Our study suggests that different socio-demographic groups have different levels of cognitive and attitudinal readiness to seek medical help, which need to be addressed to tackle inequalities in access to services. This is in line with the Department of Health’s Improving Outcomes: A Strategy for Cancer, which aims to reduce inequalities in cancer services and outcomes by promoting early diagnosis and optimal treatments among the underprivileged (Department of Health, 2011). However, tackling the problem of health inequalities requires more complex solutions that go beyond simply increasing access to services. In countries with universal health-care system, such as England, access is free at the point of service, but this does not mean that all groups can use services with equal ease (Dixon-Woods et al, 2006). People with low SEP may lack the skills necessary to negotiate their ways to use the health services (Dixon-Woods et al, 2006). Therefore, going to poor communities to raise their cancer awareness and reassuring people that early detection saves lives may be a better way for health-care professionals to reach the underprivileged. Another approach is to use narratives of cancer survivors from poor communities in adverts, promoting early presentation. This may be more helpful than using images of doctors listing the possible symptoms of cancer, which might be difficult to relate to.

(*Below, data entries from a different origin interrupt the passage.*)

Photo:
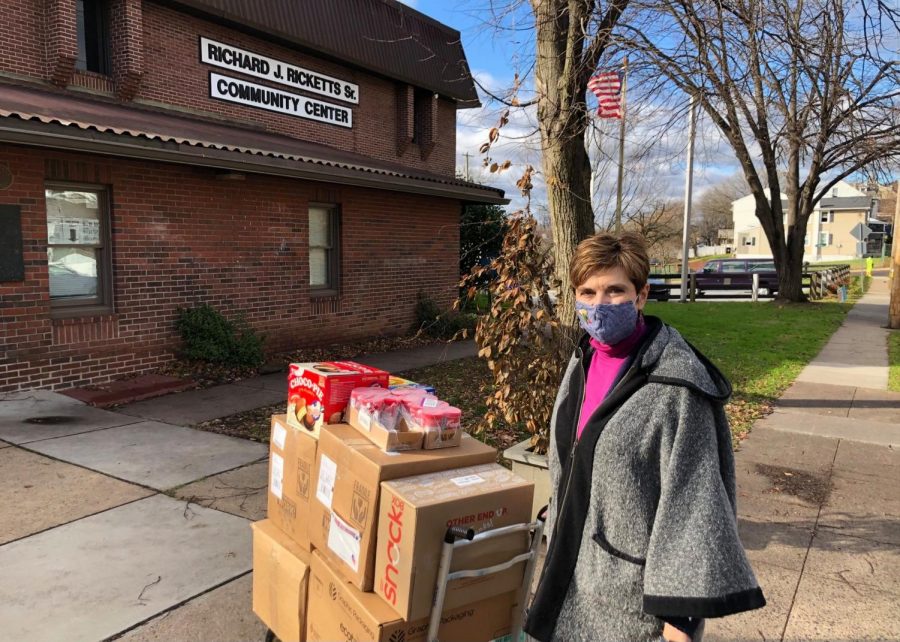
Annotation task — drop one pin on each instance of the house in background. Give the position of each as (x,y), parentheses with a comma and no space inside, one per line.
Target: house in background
(829,228)
(290,161)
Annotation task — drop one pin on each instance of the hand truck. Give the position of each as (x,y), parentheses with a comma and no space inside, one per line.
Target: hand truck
(458,537)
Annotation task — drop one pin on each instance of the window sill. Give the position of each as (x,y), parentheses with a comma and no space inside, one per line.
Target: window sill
(81,313)
(323,294)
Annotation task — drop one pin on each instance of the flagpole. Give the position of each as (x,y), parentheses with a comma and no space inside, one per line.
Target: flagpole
(688,196)
(621,146)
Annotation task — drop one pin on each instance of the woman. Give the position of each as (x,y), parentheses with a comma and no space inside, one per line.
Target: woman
(642,527)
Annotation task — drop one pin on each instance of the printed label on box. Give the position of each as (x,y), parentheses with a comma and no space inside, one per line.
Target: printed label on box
(277,475)
(344,540)
(325,485)
(467,480)
(279,434)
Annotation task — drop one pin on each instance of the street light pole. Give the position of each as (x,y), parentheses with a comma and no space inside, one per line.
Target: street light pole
(688,196)
(894,308)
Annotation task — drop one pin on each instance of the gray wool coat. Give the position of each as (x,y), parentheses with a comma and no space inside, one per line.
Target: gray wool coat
(642,525)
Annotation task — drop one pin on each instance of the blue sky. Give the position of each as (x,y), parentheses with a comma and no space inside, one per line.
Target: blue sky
(493,57)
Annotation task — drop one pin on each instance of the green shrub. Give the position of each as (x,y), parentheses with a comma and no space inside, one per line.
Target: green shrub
(436,322)
(208,336)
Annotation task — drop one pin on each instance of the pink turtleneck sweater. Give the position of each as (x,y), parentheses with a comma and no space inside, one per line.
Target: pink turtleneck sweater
(604,369)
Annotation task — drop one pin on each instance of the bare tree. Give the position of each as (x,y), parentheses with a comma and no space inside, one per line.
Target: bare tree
(571,36)
(659,222)
(806,92)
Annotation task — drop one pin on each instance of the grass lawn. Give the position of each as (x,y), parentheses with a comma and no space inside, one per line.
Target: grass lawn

The ‘Be Clear on Cancer’ campaigns, launched in England in 2010, aim to promote earlier diagnosis and increase public awareness of symptoms of different types of cancer (Cancer Research UK, 2011). There have been promising early results. The first national lung campaign suggested better recognition of persistent cough as an early cancer symptom, along with a shift towards an early-stage distribution of non-small cell lung cancer, and increase in surgical resection rate for patients diagnosed during the campaign in comparison with the same period the previous year (Ironmonger et al, 2014). High media coverage of breast cancer in comparison with other most common cancers (Konfortion et al, 2014) could explain why over 90% of our participants recognised an unexplained lump as a possible symptom. Other types of cancer require more media attention and targeted campaigns to help people recognise the early symptoms more effectively.

Future research should explore whether cancer symptom awareness is directly or indirectly associated with cancer survival, and what are the underlying mechanisms of this interaction. It is possible that the mechanism could be delayed presentation, which could contribute to advanced-stage diagnosis and poor cancer survival. This hypothesis has been tested in the ongoing NAEDI research projects (Cancer Research UK, 2011). Our study quantified the socio-demographic differences in cancer awareness and barriers to presentation, and suggested how to use these to better target heath campaigns. However, future studies should pilot the targeted campaigns and determine whether they are cost-effective before implementing them nationally. Finally, understanding the reasons why people in our sample identified certain barriers, for example, why people worry about wasting the doctor’s time, could further improve the effectiveness of future campaigns. Our findings could contribute to improving cancer survival in England to match the best in Europe by helping to develop targeted campaigns promoting early presentation of cancer symptoms.